A weekend drone attack on Saudi Arabia that cut into global energy supplies and halved the kingdom’s oil production threatened yesterday to fuel a regional crisis.

This as Iran denied US allegations it launched the assault and tensions remained high over Tehran’s collapsing nuclear deal. Iran called the US claims “maximum lies,” while a commander in its paramilitary Revolutionary Guard reiterated its forces could strike US military bases across the Mideast with its arsenal of ballistic missiles.

A prominent US senator suggested striking Iranian oil refineries in response for the assault claimed by Yemen’s Iran-backed Houthi rebels on Saudi Arabia’s largest oil processing facility.

“Because of the tension and sensitive situation, our region is like a powder keg,” warned Guard Brig Gen Amir Ali Hajizadeh.

“When these contacts come too close, when forces come into contact with one another, it is possible a conflict happens because of a misunderstanding.”
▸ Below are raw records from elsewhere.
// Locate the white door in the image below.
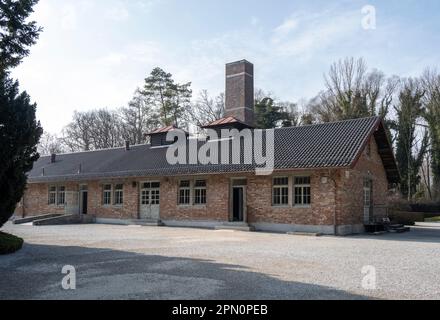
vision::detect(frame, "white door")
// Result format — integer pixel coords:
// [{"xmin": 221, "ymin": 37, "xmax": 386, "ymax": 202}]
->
[
  {"xmin": 140, "ymin": 182, "xmax": 160, "ymax": 220},
  {"xmin": 364, "ymin": 179, "xmax": 372, "ymax": 224}
]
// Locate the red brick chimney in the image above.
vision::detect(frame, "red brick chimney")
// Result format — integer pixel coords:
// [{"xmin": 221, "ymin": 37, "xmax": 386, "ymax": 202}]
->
[{"xmin": 225, "ymin": 60, "xmax": 255, "ymax": 126}]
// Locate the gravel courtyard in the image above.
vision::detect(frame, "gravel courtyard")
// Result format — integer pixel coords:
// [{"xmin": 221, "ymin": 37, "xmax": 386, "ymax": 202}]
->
[{"xmin": 0, "ymin": 224, "xmax": 440, "ymax": 300}]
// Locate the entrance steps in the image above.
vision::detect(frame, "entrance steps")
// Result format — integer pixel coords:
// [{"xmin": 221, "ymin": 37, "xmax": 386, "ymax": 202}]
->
[
  {"xmin": 215, "ymin": 222, "xmax": 255, "ymax": 232},
  {"xmin": 32, "ymin": 214, "xmax": 96, "ymax": 226},
  {"xmin": 131, "ymin": 219, "xmax": 165, "ymax": 227},
  {"xmin": 14, "ymin": 213, "xmax": 62, "ymax": 224}
]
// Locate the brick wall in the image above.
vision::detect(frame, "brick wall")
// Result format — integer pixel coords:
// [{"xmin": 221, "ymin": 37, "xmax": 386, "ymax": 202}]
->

Actions on any side could break into the open a twilight war that’s been raging just below the surface of the wider Persian Gulf. Already, there’s been mysterious attacks on oil tankers that America blames on Tehran, at least one suspected Israeli strike on Shiite forces in Iraq, and Iran shooting down a US military surveillance drone. The attack Saturday on Saudi Arabia’s Abqaiq plant and its Khurais oil field led to the interruption of an estimated 5.7 million barrels of the kingdom’s crude oil production per day, equivalent to over five per cent of the world’s daily supply.